I’m tryin’ – I really am. But I’ve been feeling like I’ve been going down the rabbit hole of negativity these past few days.
And it’s dark down here.
Because, you know – for one, the world has spiraled out of control…
Then, to add insult to injury, I’ve just emerged from yet ANOTHER bout of some recurring craptastic illness that’s plagued me on and off for the last six weeks now and just WON’T LEAVE ME ALONE. To be extra mean, it saps all my will to want to stop the world from spinning.

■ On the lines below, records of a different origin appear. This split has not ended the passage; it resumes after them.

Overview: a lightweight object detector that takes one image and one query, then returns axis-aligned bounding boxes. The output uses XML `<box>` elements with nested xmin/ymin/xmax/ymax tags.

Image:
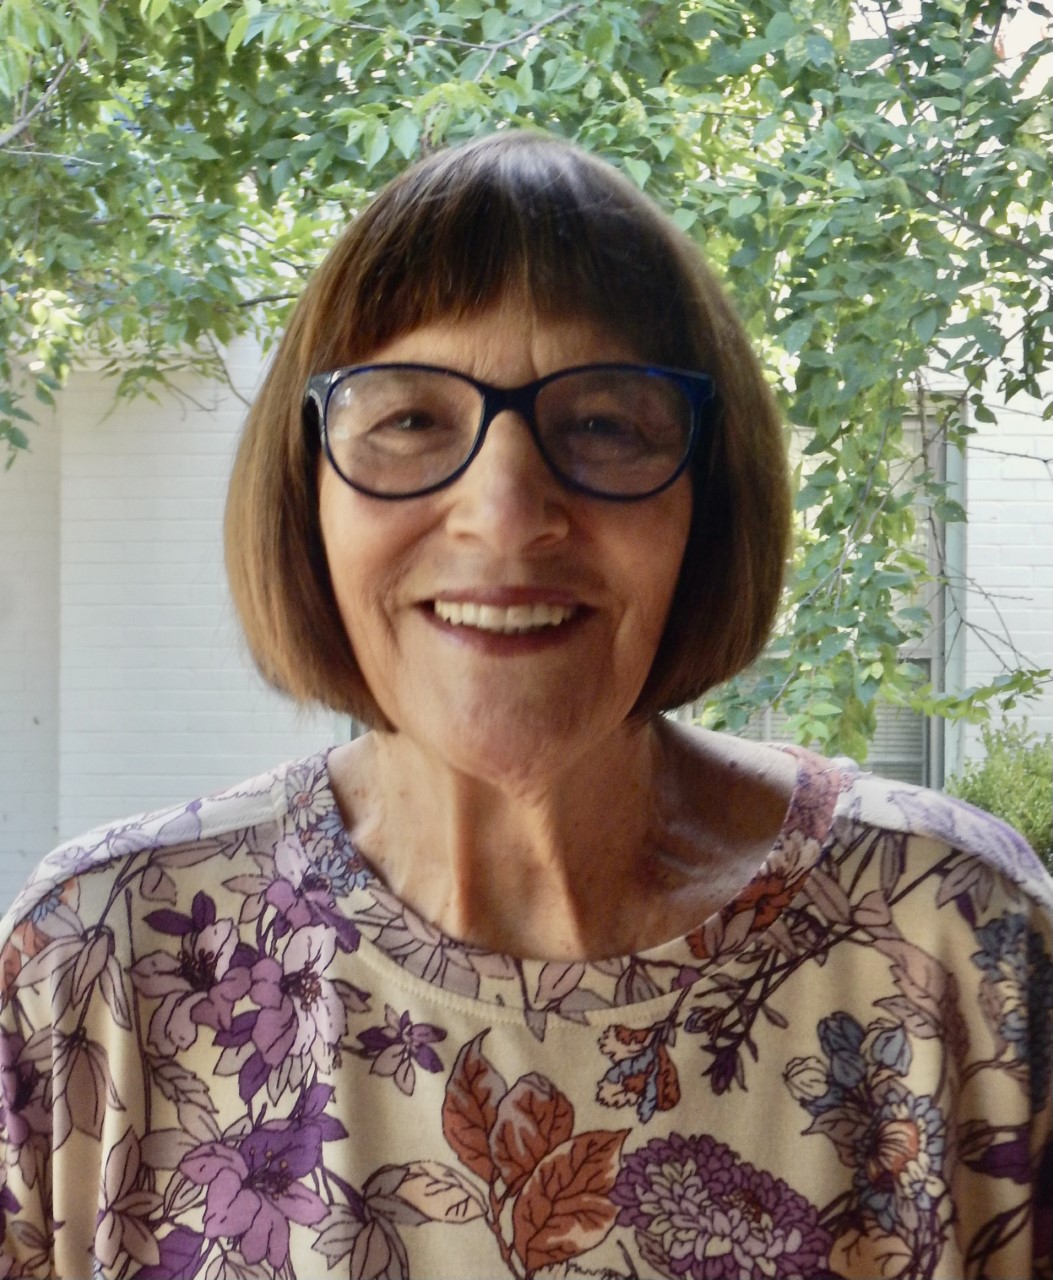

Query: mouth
<box><xmin>432</xmin><ymin>600</ymin><xmax>579</xmax><ymax>634</ymax></box>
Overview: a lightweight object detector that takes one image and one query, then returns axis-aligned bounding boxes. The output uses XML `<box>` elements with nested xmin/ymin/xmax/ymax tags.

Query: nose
<box><xmin>444</xmin><ymin>409</ymin><xmax>571</xmax><ymax>552</ymax></box>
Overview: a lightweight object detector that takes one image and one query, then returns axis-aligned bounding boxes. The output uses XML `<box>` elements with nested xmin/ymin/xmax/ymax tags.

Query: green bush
<box><xmin>945</xmin><ymin>721</ymin><xmax>1053</xmax><ymax>867</ymax></box>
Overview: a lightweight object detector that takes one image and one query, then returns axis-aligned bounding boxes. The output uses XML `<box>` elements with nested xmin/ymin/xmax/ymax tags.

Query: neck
<box><xmin>337</xmin><ymin>719</ymin><xmax>672</xmax><ymax>958</ymax></box>
<box><xmin>329</xmin><ymin>721</ymin><xmax>796</xmax><ymax>961</ymax></box>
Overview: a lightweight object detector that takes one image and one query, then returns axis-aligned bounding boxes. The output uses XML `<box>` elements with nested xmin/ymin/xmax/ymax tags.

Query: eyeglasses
<box><xmin>304</xmin><ymin>362</ymin><xmax>717</xmax><ymax>501</ymax></box>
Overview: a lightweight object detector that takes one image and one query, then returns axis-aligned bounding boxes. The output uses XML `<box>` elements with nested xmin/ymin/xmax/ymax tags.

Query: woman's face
<box><xmin>318</xmin><ymin>302</ymin><xmax>692</xmax><ymax>787</ymax></box>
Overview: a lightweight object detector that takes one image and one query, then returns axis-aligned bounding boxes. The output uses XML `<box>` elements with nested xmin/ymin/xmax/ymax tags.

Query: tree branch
<box><xmin>0</xmin><ymin>38</ymin><xmax>89</xmax><ymax>150</ymax></box>
<box><xmin>293</xmin><ymin>0</ymin><xmax>582</xmax><ymax>57</ymax></box>
<box><xmin>473</xmin><ymin>3</ymin><xmax>584</xmax><ymax>80</ymax></box>
<box><xmin>969</xmin><ymin>443</ymin><xmax>1053</xmax><ymax>481</ymax></box>
<box><xmin>236</xmin><ymin>292</ymin><xmax>301</xmax><ymax>308</ymax></box>
<box><xmin>0</xmin><ymin>146</ymin><xmax>103</xmax><ymax>165</ymax></box>
<box><xmin>843</xmin><ymin>134</ymin><xmax>1053</xmax><ymax>275</ymax></box>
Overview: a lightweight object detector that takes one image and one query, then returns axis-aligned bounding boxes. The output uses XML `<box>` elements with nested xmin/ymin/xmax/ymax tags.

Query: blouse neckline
<box><xmin>274</xmin><ymin>746</ymin><xmax>853</xmax><ymax>1017</ymax></box>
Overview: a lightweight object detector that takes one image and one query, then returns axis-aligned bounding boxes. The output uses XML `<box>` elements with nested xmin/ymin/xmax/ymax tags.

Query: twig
<box><xmin>204</xmin><ymin>333</ymin><xmax>251</xmax><ymax>408</ymax></box>
<box><xmin>472</xmin><ymin>2</ymin><xmax>582</xmax><ymax>81</ymax></box>
<box><xmin>968</xmin><ymin>444</ymin><xmax>1053</xmax><ymax>478</ymax></box>
<box><xmin>236</xmin><ymin>292</ymin><xmax>301</xmax><ymax>308</ymax></box>
<box><xmin>941</xmin><ymin>569</ymin><xmax>1045</xmax><ymax>669</ymax></box>
<box><xmin>874</xmin><ymin>0</ymin><xmax>923</xmax><ymax>113</ymax></box>
<box><xmin>0</xmin><ymin>37</ymin><xmax>90</xmax><ymax>150</ymax></box>
<box><xmin>844</xmin><ymin>135</ymin><xmax>1053</xmax><ymax>276</ymax></box>
<box><xmin>0</xmin><ymin>146</ymin><xmax>103</xmax><ymax>165</ymax></box>
<box><xmin>289</xmin><ymin>0</ymin><xmax>581</xmax><ymax>60</ymax></box>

I tried to take a weekend to rest and recover and get some mental clarity only to discover that California’s record wet season is now invading the basement of my mountain house, with cut trees, dead from drought, still on the ground outside:
Good thing we’ve just FIRED AN OPENING SHOT AT THE PLANET in our new leadership’s WAR ON THE F#@%ING ENVIRONMENT.
It’s too much.
I’ve been teetering on the edge.
That is, until I came home today.
I met up with my husband at the Transbay bus terminal in downtown San Francisco (we try to do it every day). We rode home together, hand in hand, and I kinda just snapped. I had a bit of an emotional vomit at a volume that everyone on the bus could enjoy.
And it felt good.
It felt good to spew all kinds of frustration – fears for the planet, complaints about work, anger at the mess of our human existence right now – but it also felt good to have someone actually listening and engaging and even say, “I’m glad to hear you vent. You were getting so quiet and walled up.”
Um, okay – really?
Note to self: vent more.
And then we walked in the door, and he very quietly and casually told (reminded) me that he made something.
He made it a while ago, while I was in Washington D.C., and he’d been trying to show it to me, but I’d been distant and didn’t respond the first few times he asked if I wanted to see it.
Surprised (and really not knowing what he was talking about), I asked if I could please see it now.
And he showed it to me:
He made this. All of it. Alone, in our home. My Texan-Californian superhero wrote a symphony to his late grandfather, recorded it, and edited a movie to go with it and I didn’t even notice. And he desperately wanted to show me, but didn’t want to disturb my funk.
I burst into tears.
I’ll never make that mistake again.
There is no getting through anything that’s to come without this cowboy. And we’re not getting there through the rabbit hole.